Author URL: https://archiveofourown.org/users/icarus_chained/pseuds/icarus_chained
Summary: "There was supposed to be blood on the blade. A few dark drops, for dramatic emphasis. But he’d tried to cutConstance. And that had been his mistake. [...] On her face, his little cut gaped darkly, a black rent in a white cheek. It didn’t bleed. Not a drop. Not a gleam. Constance never did."A bright-dark moment of healing between a shadow sorceress and a fallen aasimar. Two ghost women, survivors of the unsurvivable, and all the wounds and careful healing that entails.
Relationships: Original Female Character/Original Female Character
Comments: 6
Kudos: 27





	The Pale Lights of False Hope

**Author's Note:**

> Inspired in large part by the shadow sorcerer quirks in 5e, particularly the one where you barely bleed, even when badly injured, despite still being a living person. Because a) that would be awesome as an intimidation tactic, and b) that would be horrifying as a person who doesn't really understand what was done to them.
> 
> Then I added in a fallen aasimar, because why not add in a loss of faith and hope while we're down in the dark anyway? Heh.
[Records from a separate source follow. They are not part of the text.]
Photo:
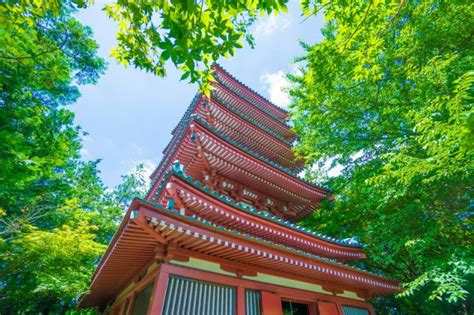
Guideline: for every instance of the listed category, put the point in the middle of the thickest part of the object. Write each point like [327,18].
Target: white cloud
[276,84]
[268,25]
[148,165]
[84,152]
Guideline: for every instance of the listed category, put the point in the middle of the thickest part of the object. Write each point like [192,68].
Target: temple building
[218,233]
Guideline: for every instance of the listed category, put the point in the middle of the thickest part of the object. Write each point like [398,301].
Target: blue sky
[129,114]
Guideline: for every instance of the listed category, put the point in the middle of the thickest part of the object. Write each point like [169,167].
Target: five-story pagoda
[217,233]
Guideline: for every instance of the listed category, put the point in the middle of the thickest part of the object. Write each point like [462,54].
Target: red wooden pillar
[327,308]
[240,300]
[161,282]
[271,303]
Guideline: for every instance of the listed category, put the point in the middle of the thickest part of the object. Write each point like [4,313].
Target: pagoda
[218,233]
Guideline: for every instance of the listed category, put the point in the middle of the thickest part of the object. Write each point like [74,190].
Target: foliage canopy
[55,214]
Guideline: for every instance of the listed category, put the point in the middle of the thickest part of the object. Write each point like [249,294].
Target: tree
[51,234]
[193,34]
[386,95]
[45,270]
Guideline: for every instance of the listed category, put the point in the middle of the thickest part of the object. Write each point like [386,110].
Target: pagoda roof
[258,220]
[249,133]
[243,106]
[265,104]
[294,187]
[146,227]
[248,118]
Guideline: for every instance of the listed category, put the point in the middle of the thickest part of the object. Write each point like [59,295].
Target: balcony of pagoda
[150,234]
[179,192]
[248,132]
[202,150]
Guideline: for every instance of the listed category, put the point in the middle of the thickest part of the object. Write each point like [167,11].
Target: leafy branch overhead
[191,34]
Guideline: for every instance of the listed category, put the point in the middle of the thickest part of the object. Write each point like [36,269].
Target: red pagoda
[217,233]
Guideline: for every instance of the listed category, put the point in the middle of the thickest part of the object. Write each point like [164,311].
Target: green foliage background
[56,216]
[386,96]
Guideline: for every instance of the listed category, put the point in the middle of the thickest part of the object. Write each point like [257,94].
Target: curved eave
[261,174]
[221,210]
[147,227]
[246,132]
[242,105]
[277,111]
[239,147]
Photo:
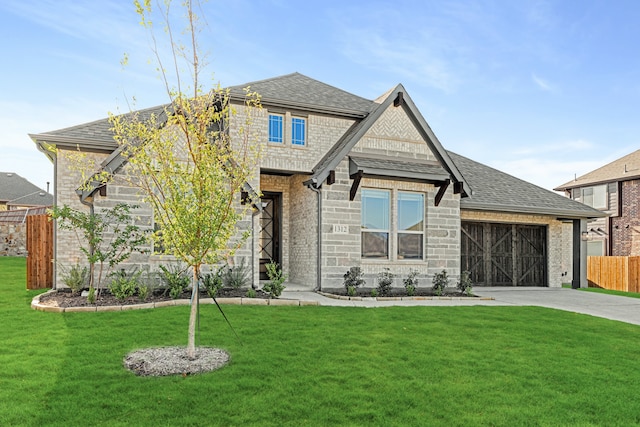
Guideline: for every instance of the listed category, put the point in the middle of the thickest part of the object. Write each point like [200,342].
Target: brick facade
[625,229]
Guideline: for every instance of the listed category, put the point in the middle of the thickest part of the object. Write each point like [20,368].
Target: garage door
[504,254]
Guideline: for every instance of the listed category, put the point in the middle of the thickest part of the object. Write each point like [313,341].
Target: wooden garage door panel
[504,254]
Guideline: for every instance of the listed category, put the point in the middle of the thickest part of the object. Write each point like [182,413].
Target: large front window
[381,231]
[410,225]
[375,223]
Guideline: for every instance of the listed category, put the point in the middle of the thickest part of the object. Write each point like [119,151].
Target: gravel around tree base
[164,361]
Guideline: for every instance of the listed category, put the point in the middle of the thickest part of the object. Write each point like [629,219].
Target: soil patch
[174,361]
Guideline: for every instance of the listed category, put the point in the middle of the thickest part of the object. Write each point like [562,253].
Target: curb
[36,305]
[424,298]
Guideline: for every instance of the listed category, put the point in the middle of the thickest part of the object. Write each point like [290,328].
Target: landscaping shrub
[124,284]
[385,280]
[440,282]
[353,279]
[274,287]
[411,282]
[76,278]
[176,280]
[213,282]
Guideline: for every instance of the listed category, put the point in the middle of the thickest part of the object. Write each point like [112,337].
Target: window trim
[299,121]
[388,230]
[393,233]
[398,231]
[281,125]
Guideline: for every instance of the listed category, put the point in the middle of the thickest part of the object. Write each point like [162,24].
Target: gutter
[312,185]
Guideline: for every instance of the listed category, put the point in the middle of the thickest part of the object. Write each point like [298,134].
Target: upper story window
[298,131]
[275,128]
[595,196]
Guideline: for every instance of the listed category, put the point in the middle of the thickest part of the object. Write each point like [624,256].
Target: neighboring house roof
[299,91]
[497,191]
[623,169]
[17,191]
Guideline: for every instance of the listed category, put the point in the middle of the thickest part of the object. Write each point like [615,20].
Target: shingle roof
[298,90]
[497,191]
[623,169]
[351,137]
[16,190]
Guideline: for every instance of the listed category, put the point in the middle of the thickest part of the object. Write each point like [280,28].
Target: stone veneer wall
[341,248]
[68,243]
[559,240]
[13,239]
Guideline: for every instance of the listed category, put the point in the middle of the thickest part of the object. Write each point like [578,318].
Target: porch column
[579,255]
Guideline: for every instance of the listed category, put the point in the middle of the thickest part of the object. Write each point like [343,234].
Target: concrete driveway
[612,307]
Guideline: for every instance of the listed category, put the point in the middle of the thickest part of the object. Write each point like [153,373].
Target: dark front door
[504,254]
[270,231]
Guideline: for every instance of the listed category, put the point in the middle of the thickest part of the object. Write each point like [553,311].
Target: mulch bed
[65,298]
[399,292]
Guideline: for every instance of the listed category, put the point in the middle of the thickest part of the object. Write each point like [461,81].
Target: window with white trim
[298,131]
[276,127]
[410,225]
[375,223]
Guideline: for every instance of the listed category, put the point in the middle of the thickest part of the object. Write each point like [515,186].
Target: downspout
[312,186]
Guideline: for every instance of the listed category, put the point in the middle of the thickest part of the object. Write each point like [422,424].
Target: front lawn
[297,366]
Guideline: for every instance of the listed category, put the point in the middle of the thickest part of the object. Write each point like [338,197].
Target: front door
[270,231]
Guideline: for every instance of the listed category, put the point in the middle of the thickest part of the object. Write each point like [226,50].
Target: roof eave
[565,213]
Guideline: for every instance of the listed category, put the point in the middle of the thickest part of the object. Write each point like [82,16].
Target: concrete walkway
[612,307]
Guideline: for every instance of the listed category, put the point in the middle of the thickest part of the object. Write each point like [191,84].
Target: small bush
[176,279]
[274,287]
[237,277]
[76,278]
[91,297]
[411,282]
[144,290]
[440,282]
[353,280]
[124,285]
[213,282]
[464,284]
[385,280]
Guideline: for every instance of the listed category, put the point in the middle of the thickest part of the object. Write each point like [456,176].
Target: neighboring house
[18,193]
[348,181]
[615,190]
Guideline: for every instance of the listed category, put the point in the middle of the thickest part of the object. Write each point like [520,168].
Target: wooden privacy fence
[40,252]
[617,273]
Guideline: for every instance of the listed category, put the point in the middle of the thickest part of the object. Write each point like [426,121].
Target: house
[347,181]
[614,189]
[18,193]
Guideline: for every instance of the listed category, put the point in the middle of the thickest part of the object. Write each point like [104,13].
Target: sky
[542,90]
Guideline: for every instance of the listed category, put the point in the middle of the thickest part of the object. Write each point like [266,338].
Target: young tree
[190,166]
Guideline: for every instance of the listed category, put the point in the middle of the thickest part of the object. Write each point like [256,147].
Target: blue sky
[542,90]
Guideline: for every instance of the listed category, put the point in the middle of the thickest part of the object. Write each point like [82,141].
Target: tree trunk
[193,315]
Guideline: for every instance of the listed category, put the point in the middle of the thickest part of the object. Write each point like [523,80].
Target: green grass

“I want you off my turf. If you’re not across the river by sundown, we’ll come back for another word. And you won’t … enjoy that one half as much.”

He made a good picture, Mercy thought. All the swagger of a proper dockside pirate, the dull gleam of an evil little knife in one hand. Tilted just so to catch the light. If only his voice hadn’t quavered just there. If only it hadn’t stumbled just a little bit.

There was supposed to be blood on the blade. A few dark drops, for dramatic emphasis. But he’d tried to cut _Constance_. And that had been his mistake.

She stared him down. As icy as ever, as stiff and cool as any corpse. A hatchet of a woman, with a hatchet of a face. On her face, his little cut gaped darkly, a black rent in a white cheek. It didn’t bleed. Not a drop. Not a gleam. Constance never did. At her sides, the pair of his bully boys he’d set to hold her arms were leaning abruptly away from her. They hadn’t been happy from the start. She was always so cold to the touch. Now, they were rigid and leaning, doing their very best to hold her at arm’s length without crossing that last line into disobedience just yet.

Give them time. A little bit more. Constance was only starting yet.

She was _angry_. Mercy could see it in her, see it in the set of her jaw and the glitter of her black eyes. The rigid cant of her spine. Fury boiled in her gut, visible enough that Mercy could feel the acid in her own in sympathy. Constance didn’t like being surprised. Caught with her pants down. This scene, this feeling, helpless and threatened, clawed at her. A knife at her throat. Some swaggering baboon daring to raise a knife to her. 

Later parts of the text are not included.